35th Mayor of Durrës
- In office 2007 – 2 August 2019
- Preceded by: Lefter Koka
- Succeeded by: Valbona Sako

Personal details
- Born: 29 November 1966 (age 59) Durrës, Albania
- Party: Socialist Party of Albania

= Vangjush Dako =

Albanian politician

Vangjush Dako is an Albanian politician. He has served as the mayor of the city of Durrës. He was elected to the post following the February 2007 local elections. He is a member of the Socialist Party of Albania.

==Biography==
Vangjush Dako was born in Durrës, on 29 November 1966. He attended Tirana University's School of Engineering, where he graduated in 1991.

On 30 July 2019, he was sanctioned by the United States Department of State for "involvement in significant corruption".

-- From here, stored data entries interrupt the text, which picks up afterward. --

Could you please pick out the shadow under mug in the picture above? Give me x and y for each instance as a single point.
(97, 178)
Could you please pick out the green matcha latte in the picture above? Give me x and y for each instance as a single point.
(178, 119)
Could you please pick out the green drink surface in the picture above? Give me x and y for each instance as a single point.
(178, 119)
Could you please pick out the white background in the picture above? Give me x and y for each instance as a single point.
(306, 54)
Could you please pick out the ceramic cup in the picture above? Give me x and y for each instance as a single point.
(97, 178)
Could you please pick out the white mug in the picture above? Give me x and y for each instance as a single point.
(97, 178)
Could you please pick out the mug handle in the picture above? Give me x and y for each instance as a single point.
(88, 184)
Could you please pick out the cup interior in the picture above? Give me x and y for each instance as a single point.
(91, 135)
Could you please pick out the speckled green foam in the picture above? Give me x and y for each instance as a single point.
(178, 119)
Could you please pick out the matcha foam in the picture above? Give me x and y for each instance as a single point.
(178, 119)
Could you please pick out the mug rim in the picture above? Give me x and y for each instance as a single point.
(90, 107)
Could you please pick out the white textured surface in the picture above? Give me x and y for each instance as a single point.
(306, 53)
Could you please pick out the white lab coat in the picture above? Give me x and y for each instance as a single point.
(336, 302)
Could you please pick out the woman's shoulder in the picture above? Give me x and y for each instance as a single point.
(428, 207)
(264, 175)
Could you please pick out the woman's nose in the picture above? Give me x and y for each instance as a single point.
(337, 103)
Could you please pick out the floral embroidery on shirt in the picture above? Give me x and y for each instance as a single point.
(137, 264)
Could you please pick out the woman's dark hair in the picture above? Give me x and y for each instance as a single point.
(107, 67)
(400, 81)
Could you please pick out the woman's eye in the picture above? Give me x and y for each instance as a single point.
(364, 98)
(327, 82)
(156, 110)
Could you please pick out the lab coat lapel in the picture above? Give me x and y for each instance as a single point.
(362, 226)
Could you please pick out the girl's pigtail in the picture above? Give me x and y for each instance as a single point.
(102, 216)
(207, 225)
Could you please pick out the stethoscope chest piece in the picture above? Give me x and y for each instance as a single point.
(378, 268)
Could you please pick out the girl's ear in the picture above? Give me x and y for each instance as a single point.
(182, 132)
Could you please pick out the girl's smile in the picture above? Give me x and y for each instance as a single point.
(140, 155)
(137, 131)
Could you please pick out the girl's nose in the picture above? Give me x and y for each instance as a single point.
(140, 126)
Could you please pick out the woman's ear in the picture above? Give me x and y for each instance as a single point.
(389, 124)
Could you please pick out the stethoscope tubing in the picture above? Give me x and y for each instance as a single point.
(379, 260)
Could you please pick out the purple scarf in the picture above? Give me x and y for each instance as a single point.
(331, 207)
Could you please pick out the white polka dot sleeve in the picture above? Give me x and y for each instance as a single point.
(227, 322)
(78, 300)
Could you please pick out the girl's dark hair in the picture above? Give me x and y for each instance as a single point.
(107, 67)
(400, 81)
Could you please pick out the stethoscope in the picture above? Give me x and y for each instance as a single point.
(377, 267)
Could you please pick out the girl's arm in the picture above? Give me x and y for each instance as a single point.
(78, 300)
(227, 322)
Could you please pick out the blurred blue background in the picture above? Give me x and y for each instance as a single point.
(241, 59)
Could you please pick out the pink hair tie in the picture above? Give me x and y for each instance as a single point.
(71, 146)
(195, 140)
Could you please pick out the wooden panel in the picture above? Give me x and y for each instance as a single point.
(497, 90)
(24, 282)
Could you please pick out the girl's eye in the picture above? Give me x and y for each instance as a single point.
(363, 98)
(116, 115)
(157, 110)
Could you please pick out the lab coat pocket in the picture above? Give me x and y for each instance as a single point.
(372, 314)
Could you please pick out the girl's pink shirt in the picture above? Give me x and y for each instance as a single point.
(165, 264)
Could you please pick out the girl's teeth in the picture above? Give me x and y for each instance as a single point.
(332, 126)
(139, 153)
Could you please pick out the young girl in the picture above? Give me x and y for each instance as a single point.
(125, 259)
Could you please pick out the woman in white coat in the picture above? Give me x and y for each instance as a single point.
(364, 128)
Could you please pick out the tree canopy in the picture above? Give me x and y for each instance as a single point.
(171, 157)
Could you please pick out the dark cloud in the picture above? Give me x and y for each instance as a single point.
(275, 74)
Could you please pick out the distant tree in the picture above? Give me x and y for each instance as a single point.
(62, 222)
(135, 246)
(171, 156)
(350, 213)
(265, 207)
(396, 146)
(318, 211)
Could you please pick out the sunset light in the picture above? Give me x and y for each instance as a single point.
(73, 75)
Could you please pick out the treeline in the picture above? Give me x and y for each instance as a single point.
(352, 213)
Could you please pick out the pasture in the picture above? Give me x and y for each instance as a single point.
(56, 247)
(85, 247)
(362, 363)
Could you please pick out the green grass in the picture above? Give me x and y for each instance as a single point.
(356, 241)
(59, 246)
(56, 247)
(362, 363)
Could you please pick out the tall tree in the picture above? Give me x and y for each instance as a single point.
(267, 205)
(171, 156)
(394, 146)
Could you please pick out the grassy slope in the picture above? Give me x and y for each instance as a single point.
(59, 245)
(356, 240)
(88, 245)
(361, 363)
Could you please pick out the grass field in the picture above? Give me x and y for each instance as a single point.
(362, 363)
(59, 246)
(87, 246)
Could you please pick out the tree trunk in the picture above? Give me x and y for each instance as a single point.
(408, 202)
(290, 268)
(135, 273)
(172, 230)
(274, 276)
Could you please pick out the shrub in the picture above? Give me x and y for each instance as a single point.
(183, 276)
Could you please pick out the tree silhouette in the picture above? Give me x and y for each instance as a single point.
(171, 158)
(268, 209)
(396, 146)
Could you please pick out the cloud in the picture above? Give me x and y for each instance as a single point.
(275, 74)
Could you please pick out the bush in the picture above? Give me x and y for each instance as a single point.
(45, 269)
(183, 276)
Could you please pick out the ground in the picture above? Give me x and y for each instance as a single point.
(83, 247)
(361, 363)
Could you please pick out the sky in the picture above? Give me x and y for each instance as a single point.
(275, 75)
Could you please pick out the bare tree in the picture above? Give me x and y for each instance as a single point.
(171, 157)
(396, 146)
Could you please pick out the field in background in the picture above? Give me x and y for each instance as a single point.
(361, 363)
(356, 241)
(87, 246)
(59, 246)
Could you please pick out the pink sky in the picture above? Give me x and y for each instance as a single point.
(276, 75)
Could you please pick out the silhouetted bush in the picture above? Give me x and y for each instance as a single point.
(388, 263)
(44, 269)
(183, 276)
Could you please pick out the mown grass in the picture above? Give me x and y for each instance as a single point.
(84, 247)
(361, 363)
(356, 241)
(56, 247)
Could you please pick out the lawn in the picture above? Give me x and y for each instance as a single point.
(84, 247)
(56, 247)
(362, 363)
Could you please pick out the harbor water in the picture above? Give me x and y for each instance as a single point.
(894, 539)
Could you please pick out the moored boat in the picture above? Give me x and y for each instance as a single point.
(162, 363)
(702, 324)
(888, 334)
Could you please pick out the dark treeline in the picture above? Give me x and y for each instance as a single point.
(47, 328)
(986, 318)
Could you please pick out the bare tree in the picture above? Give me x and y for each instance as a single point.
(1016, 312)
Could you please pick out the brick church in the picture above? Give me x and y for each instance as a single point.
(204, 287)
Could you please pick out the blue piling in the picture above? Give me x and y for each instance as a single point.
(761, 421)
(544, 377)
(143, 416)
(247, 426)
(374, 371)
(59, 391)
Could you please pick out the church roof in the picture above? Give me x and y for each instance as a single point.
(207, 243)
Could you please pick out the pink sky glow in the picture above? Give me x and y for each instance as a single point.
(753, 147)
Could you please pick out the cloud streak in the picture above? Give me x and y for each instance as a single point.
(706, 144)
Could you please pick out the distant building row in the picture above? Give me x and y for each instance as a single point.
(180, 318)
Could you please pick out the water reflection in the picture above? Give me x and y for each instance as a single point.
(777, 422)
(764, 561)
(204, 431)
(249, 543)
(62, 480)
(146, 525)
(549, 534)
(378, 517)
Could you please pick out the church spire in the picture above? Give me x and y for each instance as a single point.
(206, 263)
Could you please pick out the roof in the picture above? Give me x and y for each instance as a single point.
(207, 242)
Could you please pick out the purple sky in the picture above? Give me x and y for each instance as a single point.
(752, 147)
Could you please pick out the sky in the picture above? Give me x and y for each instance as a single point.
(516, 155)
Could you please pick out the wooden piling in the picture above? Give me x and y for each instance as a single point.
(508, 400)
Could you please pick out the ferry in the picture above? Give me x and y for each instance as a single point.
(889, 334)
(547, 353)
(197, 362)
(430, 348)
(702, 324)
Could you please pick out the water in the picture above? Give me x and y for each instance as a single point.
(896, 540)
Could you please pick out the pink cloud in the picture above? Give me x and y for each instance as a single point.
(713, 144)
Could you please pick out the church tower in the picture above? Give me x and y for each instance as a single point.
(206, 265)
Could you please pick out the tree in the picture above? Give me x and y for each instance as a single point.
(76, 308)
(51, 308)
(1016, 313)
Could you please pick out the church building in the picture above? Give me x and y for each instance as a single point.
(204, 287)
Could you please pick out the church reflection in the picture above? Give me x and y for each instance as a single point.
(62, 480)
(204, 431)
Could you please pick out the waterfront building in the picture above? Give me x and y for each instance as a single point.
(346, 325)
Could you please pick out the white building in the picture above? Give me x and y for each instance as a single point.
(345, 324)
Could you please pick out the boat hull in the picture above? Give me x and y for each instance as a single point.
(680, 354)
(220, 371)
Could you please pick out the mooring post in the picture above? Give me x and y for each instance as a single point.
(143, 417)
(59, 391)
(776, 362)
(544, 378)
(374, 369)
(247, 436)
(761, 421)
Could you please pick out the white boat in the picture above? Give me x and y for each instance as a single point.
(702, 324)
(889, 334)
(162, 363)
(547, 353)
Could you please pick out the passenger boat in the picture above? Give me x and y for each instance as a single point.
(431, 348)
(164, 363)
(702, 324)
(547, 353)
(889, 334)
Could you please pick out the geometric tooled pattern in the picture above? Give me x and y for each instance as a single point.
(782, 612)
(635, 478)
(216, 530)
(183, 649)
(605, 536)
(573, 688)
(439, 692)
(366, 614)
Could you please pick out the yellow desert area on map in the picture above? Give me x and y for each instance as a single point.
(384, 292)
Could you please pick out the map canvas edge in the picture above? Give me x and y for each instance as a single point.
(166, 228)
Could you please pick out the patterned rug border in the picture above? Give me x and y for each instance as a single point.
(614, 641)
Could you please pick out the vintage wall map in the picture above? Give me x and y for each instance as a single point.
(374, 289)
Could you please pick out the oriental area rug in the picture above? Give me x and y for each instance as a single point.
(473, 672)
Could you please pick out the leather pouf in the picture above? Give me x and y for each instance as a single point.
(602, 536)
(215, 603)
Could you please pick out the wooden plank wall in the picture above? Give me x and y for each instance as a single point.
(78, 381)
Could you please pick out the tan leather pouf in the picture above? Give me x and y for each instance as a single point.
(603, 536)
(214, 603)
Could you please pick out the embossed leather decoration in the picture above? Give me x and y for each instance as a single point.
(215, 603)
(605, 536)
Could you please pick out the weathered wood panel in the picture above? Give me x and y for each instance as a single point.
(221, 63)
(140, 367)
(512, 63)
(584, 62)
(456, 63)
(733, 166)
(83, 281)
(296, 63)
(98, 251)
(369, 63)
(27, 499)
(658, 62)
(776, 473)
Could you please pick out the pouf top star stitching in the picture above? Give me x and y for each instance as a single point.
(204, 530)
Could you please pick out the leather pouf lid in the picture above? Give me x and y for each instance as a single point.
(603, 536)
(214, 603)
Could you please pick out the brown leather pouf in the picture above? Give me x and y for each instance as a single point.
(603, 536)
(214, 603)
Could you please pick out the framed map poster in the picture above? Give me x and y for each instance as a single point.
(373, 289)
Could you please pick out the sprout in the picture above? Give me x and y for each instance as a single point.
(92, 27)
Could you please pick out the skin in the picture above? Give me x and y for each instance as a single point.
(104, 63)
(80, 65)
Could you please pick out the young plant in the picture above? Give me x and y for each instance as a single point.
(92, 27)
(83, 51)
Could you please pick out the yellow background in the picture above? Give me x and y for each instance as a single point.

In June 2023, Vangjush Dako (and 8 other officials of the Municipality of Durres) were arrested by order of the SPAK for abuse of power in two cases. The first case concerns the construction of a building in Durrës, which collapsed due to the earthquake in November 2019, and to which extra floors were added without permission, legalised by Mayor Dako through non-transparent procedures. The second concerns a tenfold increase in the cost of work on the project to build a promenade in the Currilove area of the municipality, causing a loss of ALL 18 million to the state budget. SPAK started legal proceedings in November 2024. He is currently under trial.